I got one of those all in one packs where you get the tank, the filter, the heater, the light etc.

The fish that I have are all Danios - they are very hardy and easy to keep and my kids love them. My Danios were about £1.30 each so the cost of the fish is not the issue - it's the cost of the equipment. They are nice and small - about an inch long and I don't think they'll grow much.

I did all this from MN advice.

crokky Sat 03-Oct-09 17:24:31

oh and my danios didn't mind the 3 hour power cut we had about 3 months ago!

sweetnitanitro Sat 03-Oct-09 17:43:10

Yeah, danios are tough and small but they are hyper so they need lots of room too! If you pick one of the smaller species then they would be perfect. Celestial pearls are easy to keep but make sure they are UK bred ones and not wild caught.
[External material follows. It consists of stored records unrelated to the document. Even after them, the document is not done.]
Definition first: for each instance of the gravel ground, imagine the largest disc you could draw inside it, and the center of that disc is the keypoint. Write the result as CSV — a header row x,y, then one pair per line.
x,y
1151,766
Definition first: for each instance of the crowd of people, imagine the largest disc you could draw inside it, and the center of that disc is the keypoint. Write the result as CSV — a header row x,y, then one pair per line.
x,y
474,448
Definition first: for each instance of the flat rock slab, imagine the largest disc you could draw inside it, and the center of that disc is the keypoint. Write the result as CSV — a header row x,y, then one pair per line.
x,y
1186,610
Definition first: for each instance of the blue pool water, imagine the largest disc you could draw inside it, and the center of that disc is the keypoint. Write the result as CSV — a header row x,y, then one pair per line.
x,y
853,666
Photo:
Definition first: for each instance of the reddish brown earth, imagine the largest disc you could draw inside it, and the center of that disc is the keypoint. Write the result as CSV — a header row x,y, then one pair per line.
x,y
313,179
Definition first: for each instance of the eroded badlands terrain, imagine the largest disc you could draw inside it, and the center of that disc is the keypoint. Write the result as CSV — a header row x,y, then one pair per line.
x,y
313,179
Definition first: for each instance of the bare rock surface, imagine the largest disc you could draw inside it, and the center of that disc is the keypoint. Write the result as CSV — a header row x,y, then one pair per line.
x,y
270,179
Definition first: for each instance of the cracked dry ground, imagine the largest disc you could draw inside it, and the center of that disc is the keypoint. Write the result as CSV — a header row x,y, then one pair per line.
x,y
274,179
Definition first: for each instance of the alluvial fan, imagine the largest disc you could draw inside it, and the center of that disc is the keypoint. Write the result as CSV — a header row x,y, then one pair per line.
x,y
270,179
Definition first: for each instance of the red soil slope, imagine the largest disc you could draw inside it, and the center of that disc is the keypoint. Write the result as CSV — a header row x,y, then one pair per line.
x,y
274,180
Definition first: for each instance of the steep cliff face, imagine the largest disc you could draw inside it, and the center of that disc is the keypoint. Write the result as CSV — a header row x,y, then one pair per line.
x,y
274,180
Zebra and pearl danios are a bit larger and would need a slightly bigger tank.

Neon tetras are small and hardy. A lot depends on your water conditions because some fish like hard water and some like soft water. You'd need a water test kit really to help determine what kind of fish you can keep.

Power cuts are bad for any kind of fish, you really need to have a battery powered air pump as back up in case of long power cuts. 3 hours wouldn't have done any harm but you never know how long they're going to go on!